In cases in which the work performed "only affords facilities for the conduct of [the principal employer's] trade or business, . . . [i]f the work is of such a character that it ordinarily or appropriately would be perfomred [performed] by the principal employer's own employees in the prosecution of its business . . . it is a part or process of [the principal employer's] work." King v. Palmer, 129 Conn. 636, 641, 30 A.2d 659 (1943); see also Doyle v. Finitsis, 42 Conn. Sup. 168, 170, 608 A.2d 1191 (1992, Blue, J.) (providing flour for bakery not part or process of the business of a bakery). CT Page 7885
The defendants claim that the spinkler [sprinkler] work being done by Oberdick and Collazo was part of ACC's business. They point to the facts that a licensed plumber employed by ACC had installed the original sprinkler system in the spray booth and performed regular maintenance and repairs on the sprinkler system in the plant. (Affidavit of Thomas Leone, ACC plumber). The defendants argue that the only reason ACC contracted with Ursini was that the in-house plumber was too busy with other plumbing work to do the job. (Affidavit of Thomas Leone).
To prevail on their motion for summary judgment, the defendants must establish that there is no genuine issue of material fact whether the principal employer defense applies to ACC and Echlin. Therefore, the defendants must show that there is no genuine issue of material fact whether installing spinklers [sprinklers] in the spray paint booth was a part of process of ACC's business. In their briefs and at oral argument, the defendants claimed that ACC's business was more expansive than merely manufacturing automotive parts, and that ACC manufactured many of the machines used in the manufacturing process.
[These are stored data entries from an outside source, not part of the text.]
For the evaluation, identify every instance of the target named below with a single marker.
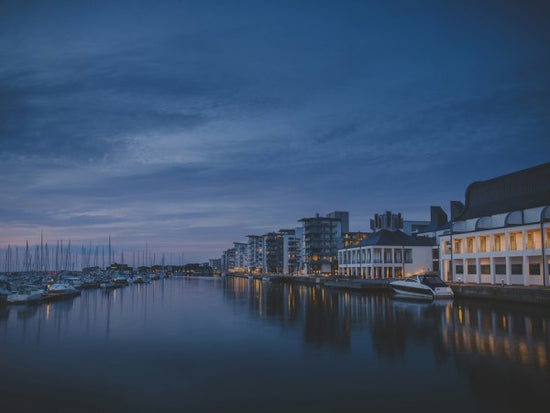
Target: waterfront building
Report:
(202, 269)
(240, 256)
(292, 250)
(273, 253)
(321, 238)
(255, 253)
(414, 227)
(215, 264)
(228, 260)
(386, 254)
(353, 238)
(501, 234)
(439, 226)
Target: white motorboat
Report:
(25, 294)
(60, 289)
(428, 285)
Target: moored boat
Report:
(428, 285)
(60, 289)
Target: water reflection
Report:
(516, 336)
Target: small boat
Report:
(60, 289)
(25, 295)
(428, 285)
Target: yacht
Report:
(60, 289)
(428, 285)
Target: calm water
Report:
(234, 345)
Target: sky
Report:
(187, 125)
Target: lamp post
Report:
(452, 248)
(543, 248)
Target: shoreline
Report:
(536, 295)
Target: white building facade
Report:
(502, 234)
(386, 254)
(499, 249)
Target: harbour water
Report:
(237, 345)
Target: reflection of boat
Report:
(427, 285)
(60, 289)
(25, 295)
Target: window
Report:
(387, 255)
(534, 269)
(497, 243)
(457, 248)
(397, 256)
(470, 245)
(530, 241)
(483, 244)
(513, 242)
(517, 269)
(500, 269)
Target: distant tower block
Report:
(387, 220)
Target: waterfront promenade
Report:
(505, 293)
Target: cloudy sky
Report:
(189, 124)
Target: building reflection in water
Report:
(469, 332)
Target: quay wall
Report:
(517, 294)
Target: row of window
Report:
(515, 243)
(376, 256)
(500, 269)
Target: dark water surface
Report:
(236, 345)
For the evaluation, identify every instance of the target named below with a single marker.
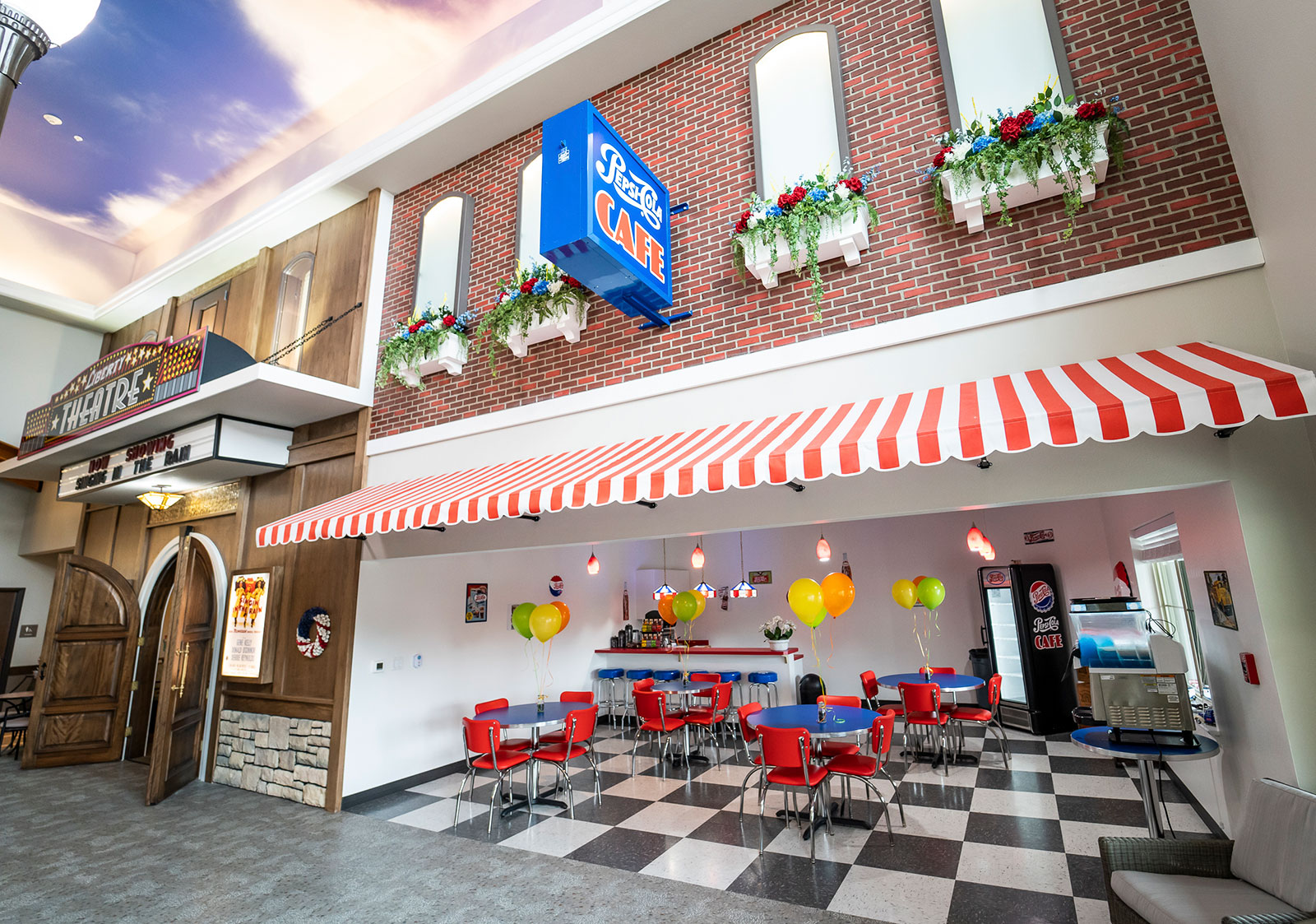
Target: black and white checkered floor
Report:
(984, 844)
The defendants provided no support for these claims.
The work will be part or process of ACC's business only if the work would ordinarily have been performed by ACC employees. In affidavits provided by the defendants in support of their motion for summary judgment, George Rockwell, the ACC maintenance supervisor, stated that Ursini had previously done sprinkler work at ACC, and Thomas Leone, the ACC in-house plumber, described his sprinkler work as repair and maintenance of the existing sprinkler system. The plaintiffs provided the affidavit of Thomas Oberdick, an Ursini supervisor, who stated that Ursini had done a great deal of sprinkler work at ACC. These statements raise a genuine issue of material fact whether ACC employees would ordinarily do this work. Whether ACC employees were able to do the work is not the issue before the court. The question is whether they ordinarily do so. Doyle v. Finitsis, supra.
Because there is a question of fact regarding the actual practices at ACC, the defendant's motion for summary judgment is denied. Also, because it is unclear whether the principal employer defense applies to ACC, it is also not clear whether the principal employer defense applies to ACC's parent corporation, Echlin. CT Page 7886
Donald W. Celotto, Judge
All counsel are congratulated on the excellence of their respective briefs and presentations.